6.2 As to the proceedings before the courts, an application for free legal aid is to be made to the County Governor in accordance with the Legal Aid Act No. 35 of 13 June 1998. The condition for receiving such aid is that the applicant's income does not exceed a certain limit, which is normally not the case for asylum-seekers even if they are receiving employment income in addition to the benefits granted by the State. If legal aid is granted, the aid covers counsel's fees in whole or in part. In addition, the aid covers court fees and other costs related to the proceedings, such as the cost of an interpreter. The State party also states that those granted free legal aid in court proceedings must themselves pay a part of the total costs, consisting of a moderate fixed fee amounting to approximately 45 US dollars, and an additional share of 25 per cent of the total financial cost beyond the basic fee. However, this amount shall not be paid if the person concerned has an income below a certain threshold.

6.3 The State party states that it is not aware of whether the author has applied for free legal aid in connection with contemplated court proceedings, but notes that the fact that free legal aid is not unconditional when an applicant appeals an administrative decision before the courts cannot exempt the author from the requirement to exhaust domestic remedies.

Issues and proceedings before the Committee

7.1 Before considering any claims contained in a communication, the Committee must decide whether or not the communication is admissible under article 22 of the Convention.

7.2 The Committee notes that the State party challenges the admissibility of the communication on the grounds that all available and effective remedies have not been exhausted. It further notes that the legality of an administrative act may be challenged in Norwegian courts, and asylum-seekers who find their applications for political asylum turned down by the Directorate of Immigration and on appeal by the Ministry of Justice have the possibility of requesting judicial review before Norwegian courts.

7.3 The Committee notes that according to information available to it, the author has not initiated any proceedings to seek judicial review of the decision rejecting his application for asylum. Noting also the author's claim about the financial implications of seeking such review, the Committee recalls that legal aid for court proceedings can be sought, but that there is no information indicating that this has been done in the case under consideration.

7.4 However, in the light of other similar cases brought to its attention and in view of the limited hours of free legal assistance available for asylum-seekers for administrative proceedings, the Committee recommends to the State party to undertake measures to ensure that asylum-seekers are duly informed about all domestic remedies available to them, in particular the possibility of judicial review before the courts and of being granted legal aid for such recourse.

7.5 The Committee notes the author's claim about the likely outcome were the case to be brought before a court. It considers, nevertheless, that the author has not presented enough substantive information to support the contention that such remedy would be unreasonably prolonged or unlikely to bring effective relief. In the circumstances, the Committee finds that the requirements under article 22, paragraph 5 (b), of the Convention have not been met.
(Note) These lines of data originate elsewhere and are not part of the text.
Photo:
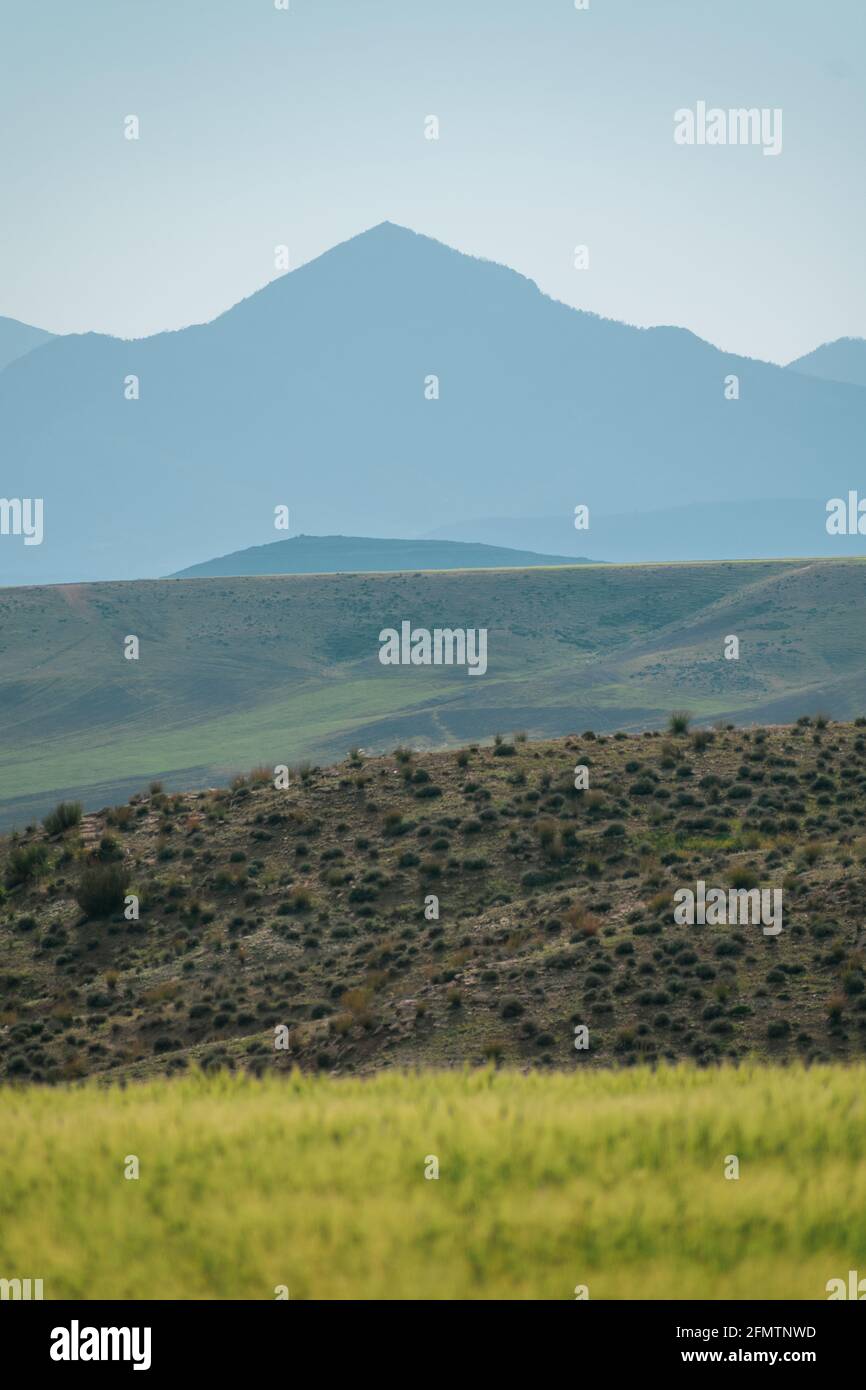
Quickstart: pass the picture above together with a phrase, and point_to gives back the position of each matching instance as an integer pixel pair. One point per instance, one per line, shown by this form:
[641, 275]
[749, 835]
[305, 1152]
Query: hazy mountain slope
[840, 360]
[17, 339]
[235, 672]
[359, 555]
[701, 531]
[312, 394]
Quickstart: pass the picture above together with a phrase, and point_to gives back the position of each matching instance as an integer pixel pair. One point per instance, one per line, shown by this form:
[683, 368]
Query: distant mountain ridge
[768, 528]
[314, 394]
[840, 360]
[367, 555]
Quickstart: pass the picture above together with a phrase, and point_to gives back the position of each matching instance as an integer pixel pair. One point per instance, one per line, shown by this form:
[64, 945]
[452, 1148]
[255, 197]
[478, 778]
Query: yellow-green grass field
[546, 1182]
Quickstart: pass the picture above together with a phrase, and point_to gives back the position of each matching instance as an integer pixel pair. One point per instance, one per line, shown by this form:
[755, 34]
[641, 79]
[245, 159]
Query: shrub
[25, 863]
[66, 815]
[102, 890]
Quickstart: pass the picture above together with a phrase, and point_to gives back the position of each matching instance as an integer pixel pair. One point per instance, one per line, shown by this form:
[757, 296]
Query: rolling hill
[366, 555]
[235, 672]
[313, 394]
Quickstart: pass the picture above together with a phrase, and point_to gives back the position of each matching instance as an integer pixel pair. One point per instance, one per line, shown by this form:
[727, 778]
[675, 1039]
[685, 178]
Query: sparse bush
[25, 863]
[102, 890]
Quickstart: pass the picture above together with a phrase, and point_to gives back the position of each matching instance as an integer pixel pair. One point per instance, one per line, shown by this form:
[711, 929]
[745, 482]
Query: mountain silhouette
[840, 360]
[312, 395]
[367, 555]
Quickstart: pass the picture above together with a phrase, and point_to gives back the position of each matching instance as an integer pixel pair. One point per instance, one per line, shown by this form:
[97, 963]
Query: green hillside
[277, 669]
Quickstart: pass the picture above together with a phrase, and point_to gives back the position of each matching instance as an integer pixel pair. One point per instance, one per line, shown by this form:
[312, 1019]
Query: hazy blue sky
[262, 127]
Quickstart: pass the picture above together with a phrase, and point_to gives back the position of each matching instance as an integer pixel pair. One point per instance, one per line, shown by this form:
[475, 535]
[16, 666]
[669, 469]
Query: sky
[263, 127]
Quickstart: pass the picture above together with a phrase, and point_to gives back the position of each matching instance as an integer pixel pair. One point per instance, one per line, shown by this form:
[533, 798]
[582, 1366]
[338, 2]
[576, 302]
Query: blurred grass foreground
[316, 1187]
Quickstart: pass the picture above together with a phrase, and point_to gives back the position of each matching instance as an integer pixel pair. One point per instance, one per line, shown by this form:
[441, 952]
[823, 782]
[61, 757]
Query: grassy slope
[275, 669]
[610, 1180]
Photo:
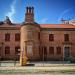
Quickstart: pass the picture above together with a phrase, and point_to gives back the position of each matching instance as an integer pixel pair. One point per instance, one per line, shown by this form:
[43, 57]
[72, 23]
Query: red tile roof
[57, 26]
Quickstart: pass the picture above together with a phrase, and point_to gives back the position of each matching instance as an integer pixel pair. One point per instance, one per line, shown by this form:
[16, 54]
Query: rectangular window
[45, 50]
[51, 50]
[66, 37]
[51, 37]
[7, 37]
[58, 50]
[17, 37]
[17, 50]
[7, 50]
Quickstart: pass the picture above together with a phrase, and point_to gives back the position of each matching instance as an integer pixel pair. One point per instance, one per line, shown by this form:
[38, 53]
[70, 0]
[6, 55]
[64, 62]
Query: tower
[30, 41]
[29, 16]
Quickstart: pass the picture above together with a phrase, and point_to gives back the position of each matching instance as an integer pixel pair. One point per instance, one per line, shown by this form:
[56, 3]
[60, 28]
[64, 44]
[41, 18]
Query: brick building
[37, 41]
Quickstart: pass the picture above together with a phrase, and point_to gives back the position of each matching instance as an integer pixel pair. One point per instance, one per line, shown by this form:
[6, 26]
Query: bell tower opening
[29, 15]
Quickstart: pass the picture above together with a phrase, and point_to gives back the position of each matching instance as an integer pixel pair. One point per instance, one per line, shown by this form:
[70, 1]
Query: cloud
[12, 11]
[44, 20]
[63, 13]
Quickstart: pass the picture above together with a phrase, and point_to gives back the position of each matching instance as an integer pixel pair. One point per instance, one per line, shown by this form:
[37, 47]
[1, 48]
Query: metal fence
[9, 63]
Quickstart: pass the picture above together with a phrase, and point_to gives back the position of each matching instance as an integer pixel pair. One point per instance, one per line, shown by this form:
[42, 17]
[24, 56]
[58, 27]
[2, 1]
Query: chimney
[29, 16]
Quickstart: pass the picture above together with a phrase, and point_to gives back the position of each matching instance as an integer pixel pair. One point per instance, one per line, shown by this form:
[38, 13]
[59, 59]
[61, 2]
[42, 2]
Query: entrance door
[66, 53]
[43, 53]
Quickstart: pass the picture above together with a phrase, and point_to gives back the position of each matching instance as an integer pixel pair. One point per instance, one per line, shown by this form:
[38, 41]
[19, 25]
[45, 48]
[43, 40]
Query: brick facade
[37, 41]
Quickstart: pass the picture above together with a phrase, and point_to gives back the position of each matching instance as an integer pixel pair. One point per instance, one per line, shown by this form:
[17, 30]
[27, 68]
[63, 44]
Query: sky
[46, 11]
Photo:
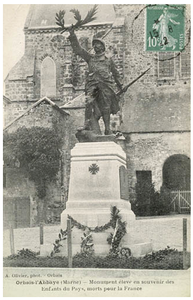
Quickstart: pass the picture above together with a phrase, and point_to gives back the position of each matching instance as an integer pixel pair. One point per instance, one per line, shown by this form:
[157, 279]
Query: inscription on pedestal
[93, 169]
[124, 191]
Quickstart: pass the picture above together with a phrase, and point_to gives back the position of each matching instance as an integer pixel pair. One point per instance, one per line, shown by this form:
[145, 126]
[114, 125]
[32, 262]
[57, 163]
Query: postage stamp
[165, 30]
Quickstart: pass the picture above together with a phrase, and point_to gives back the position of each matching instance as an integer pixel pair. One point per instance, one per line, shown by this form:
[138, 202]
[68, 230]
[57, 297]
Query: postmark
[165, 28]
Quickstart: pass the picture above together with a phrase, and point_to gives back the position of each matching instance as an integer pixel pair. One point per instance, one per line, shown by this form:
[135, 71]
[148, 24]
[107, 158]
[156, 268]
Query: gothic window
[185, 64]
[48, 78]
[166, 67]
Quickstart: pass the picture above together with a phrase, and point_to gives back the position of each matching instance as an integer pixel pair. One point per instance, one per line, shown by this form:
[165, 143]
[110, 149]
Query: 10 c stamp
[165, 28]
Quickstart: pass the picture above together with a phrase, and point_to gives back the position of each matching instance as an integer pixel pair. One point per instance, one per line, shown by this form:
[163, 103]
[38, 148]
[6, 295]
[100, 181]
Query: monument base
[98, 182]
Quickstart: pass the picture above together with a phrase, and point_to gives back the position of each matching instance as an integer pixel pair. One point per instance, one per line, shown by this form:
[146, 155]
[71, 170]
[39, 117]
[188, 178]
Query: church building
[155, 111]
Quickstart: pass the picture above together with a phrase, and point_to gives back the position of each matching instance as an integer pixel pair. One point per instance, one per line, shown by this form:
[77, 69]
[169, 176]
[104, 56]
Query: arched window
[48, 78]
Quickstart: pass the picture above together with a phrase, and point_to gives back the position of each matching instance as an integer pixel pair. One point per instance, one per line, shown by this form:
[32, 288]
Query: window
[185, 64]
[48, 78]
[166, 67]
[144, 177]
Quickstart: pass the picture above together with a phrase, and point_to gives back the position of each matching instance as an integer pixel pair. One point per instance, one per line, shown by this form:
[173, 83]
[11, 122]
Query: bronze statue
[101, 100]
[100, 97]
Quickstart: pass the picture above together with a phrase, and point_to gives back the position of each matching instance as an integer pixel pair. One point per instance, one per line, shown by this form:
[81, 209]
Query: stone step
[98, 204]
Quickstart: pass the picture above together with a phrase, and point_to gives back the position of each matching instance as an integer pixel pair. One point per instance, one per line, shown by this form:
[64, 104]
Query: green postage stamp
[165, 28]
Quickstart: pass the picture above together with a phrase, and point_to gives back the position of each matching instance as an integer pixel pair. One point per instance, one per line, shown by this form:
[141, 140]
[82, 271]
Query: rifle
[132, 82]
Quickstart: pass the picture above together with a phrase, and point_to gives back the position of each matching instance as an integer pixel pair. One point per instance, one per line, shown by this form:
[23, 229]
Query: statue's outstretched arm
[77, 48]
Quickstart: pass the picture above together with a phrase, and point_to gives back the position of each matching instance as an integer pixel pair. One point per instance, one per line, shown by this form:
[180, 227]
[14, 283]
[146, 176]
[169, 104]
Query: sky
[14, 16]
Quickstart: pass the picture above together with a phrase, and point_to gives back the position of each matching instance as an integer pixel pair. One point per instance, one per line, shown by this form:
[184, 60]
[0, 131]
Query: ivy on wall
[37, 152]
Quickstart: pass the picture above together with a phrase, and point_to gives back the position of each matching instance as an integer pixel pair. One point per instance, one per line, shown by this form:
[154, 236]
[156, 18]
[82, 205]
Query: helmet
[98, 40]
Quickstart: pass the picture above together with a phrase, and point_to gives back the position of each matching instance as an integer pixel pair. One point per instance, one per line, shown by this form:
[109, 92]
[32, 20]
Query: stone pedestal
[98, 181]
[95, 184]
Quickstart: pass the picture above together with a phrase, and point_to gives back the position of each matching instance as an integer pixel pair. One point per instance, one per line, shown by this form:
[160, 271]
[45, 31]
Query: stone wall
[148, 152]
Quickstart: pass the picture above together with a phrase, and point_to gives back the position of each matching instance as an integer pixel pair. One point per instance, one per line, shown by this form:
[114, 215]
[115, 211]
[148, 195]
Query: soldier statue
[100, 97]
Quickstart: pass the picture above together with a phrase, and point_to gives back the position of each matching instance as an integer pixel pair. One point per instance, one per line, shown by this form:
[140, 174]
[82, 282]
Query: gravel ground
[161, 231]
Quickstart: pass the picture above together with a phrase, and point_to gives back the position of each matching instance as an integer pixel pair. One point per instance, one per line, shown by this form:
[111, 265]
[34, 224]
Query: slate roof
[43, 15]
[34, 105]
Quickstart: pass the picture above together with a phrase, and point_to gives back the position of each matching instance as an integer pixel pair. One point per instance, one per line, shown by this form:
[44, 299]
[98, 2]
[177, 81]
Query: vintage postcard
[96, 146]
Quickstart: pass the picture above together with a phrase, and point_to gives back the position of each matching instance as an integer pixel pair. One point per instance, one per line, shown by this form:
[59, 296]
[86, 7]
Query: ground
[161, 231]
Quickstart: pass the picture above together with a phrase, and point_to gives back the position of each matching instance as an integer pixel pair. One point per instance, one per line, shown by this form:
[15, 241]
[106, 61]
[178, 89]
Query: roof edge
[34, 105]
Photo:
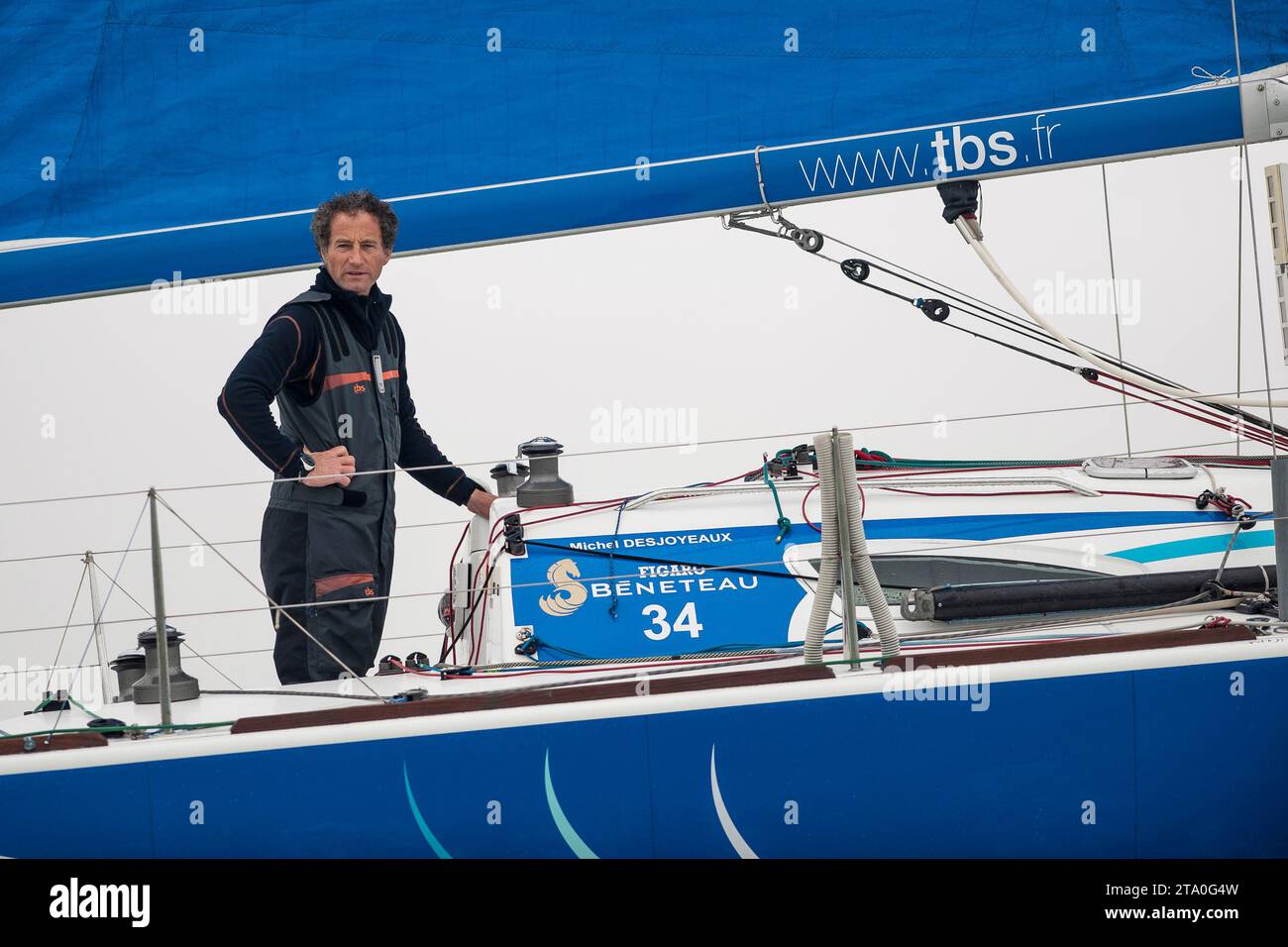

8. The Committee therefore decides:

(a) That the communications as it stands is inadmissible;

(b) That this decision may be reviewed under rule 109 of the Committee's rules of procedure upon receipt of a request by or on behalf of the author containing information to the effect that the reasons for inadmissibility no longer apply;

(c) That this decision shall be communicated to the State party and the author.
[Done in English, French, Russian and Spanish, the English being the original version.]
Notes
1 According to reports by Amnesty International, the AAPO was formed in 1992 as a registered political party which opposed the Government through solely peaceful means.

2. 2 Article 4 of the Immigration Act stipulates that "the Act shall be applied in accordance with international rules by which Norway is bound when these are intended to strengthen the position of a foreign national".